Trésors Engloutis d'Egypte
  Trésors engloutis d’Egypte












Nef du Grand Palais

Avenue Winston Churchill 75008 Paris

Une exposition évènement qui présente, dans le cadre exceptionnel de la grande verrière du Grand Palais, près de 500 objets découverts lors des fouilles sous-marines dirigées par l'archéologue sous-marin Franck Goddio. Les vestiges proviennent des sites du Portus Magnus d'Alexandrie, de la partie est de la ville de Canope et de la ville d'Héracléion.
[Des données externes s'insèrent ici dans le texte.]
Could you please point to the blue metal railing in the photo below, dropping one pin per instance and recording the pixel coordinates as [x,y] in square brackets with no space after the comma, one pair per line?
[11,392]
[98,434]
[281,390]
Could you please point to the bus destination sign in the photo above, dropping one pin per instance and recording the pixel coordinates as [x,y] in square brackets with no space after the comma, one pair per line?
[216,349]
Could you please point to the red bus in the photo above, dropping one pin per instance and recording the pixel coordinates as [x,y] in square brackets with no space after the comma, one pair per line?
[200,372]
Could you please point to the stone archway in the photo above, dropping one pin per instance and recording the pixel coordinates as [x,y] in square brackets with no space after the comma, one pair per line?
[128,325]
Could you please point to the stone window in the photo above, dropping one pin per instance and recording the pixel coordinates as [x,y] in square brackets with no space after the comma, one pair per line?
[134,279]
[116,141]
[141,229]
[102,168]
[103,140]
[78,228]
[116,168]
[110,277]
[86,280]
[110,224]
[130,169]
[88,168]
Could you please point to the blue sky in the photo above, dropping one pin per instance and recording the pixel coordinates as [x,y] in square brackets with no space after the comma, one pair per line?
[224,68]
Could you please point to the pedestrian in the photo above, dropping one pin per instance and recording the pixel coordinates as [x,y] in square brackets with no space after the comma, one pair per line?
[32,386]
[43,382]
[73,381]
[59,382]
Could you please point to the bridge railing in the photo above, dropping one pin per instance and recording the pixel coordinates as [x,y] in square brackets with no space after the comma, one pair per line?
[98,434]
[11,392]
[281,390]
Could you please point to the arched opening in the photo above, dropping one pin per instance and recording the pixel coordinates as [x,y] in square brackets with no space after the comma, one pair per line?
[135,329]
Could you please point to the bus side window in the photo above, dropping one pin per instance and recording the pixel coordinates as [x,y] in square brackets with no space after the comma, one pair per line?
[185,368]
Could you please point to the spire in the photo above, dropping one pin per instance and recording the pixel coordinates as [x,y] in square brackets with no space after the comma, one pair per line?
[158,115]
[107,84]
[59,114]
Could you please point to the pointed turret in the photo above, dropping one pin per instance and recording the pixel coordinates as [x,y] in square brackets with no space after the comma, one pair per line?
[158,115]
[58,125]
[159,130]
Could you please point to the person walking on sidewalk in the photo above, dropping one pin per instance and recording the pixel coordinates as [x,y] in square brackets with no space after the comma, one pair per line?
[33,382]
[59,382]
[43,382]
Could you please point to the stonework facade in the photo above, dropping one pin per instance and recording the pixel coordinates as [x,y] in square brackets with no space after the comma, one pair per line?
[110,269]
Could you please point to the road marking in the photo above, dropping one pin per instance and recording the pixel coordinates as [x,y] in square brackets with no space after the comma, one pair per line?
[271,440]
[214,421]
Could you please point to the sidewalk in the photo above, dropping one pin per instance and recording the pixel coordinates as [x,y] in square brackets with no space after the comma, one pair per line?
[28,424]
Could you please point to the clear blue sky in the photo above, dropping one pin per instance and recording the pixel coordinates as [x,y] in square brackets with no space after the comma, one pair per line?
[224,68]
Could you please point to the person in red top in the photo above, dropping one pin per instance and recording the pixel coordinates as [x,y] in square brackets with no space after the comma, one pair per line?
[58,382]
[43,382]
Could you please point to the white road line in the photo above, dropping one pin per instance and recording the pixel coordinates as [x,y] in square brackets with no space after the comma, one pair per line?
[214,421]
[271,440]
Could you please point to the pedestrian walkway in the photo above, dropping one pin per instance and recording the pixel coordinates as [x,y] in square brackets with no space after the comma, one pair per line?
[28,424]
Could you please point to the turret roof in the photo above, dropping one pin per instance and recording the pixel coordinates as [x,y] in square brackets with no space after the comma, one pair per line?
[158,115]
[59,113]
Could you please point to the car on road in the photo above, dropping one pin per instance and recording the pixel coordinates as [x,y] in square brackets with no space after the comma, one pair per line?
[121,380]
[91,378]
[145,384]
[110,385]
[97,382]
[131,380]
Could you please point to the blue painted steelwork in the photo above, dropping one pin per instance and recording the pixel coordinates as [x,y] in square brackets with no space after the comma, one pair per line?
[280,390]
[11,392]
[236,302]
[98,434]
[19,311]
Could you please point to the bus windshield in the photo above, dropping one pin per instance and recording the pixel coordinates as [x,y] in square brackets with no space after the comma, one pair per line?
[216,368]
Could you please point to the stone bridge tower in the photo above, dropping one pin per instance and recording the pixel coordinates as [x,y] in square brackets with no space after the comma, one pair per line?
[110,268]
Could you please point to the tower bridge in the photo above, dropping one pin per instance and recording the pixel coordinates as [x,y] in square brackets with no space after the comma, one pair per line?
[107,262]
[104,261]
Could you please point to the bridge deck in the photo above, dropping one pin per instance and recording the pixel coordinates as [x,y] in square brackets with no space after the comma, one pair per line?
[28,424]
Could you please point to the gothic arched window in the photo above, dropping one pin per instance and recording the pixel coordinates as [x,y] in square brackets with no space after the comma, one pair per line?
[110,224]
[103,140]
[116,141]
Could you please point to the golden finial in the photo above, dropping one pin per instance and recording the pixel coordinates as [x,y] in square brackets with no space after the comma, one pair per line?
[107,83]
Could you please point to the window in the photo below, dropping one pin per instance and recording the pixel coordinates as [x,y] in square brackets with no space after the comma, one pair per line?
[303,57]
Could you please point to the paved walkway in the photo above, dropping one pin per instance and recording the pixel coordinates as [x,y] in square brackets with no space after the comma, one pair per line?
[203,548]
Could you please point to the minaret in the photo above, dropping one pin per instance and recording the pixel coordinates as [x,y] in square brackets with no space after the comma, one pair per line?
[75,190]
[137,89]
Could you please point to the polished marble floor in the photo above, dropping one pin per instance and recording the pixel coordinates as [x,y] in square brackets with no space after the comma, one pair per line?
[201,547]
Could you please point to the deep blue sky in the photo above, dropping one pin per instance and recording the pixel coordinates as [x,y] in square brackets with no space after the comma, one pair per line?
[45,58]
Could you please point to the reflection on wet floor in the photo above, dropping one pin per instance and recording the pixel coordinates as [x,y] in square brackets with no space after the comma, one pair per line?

Submergées depuis des siècles, ces découvertes apportent un nouvel éclairage sur une période allant du 8ème siècle avant JC au 7ème siècle de notre ère.


On se retrouve dans un musée à ciel ouvert, spacieux et accueillant (mais où il manque de chauffage, dommage). Dans cette installation aérée, moquette grise et murs noirs ou avec d'immenses photographies sous-marines, les magnifiques oeuvres égyptiennes récupérées au fond de l'eau prennent une ampleur inédite. Les pièces sont souvent à l'air libre, offrant une proximité rare avec le visiteur. L'exposition multiplie les supports (vidéos, photographies, schémas, maquettes et pièces variées), parvenant à capter constamment l'attention du visiteur.

Après le Musée du Caire et le Louvre, très riches en oeuvres, je craignais un peu d'être blasée mais la mise en scène est géniale et le fait que les pièces aient été sorties de l'eau leur donne un aspect particulier. Seul bémol, il y avait trop de choses à lire et en ce dimanche après-midi, l'effort était trop grand pour moi.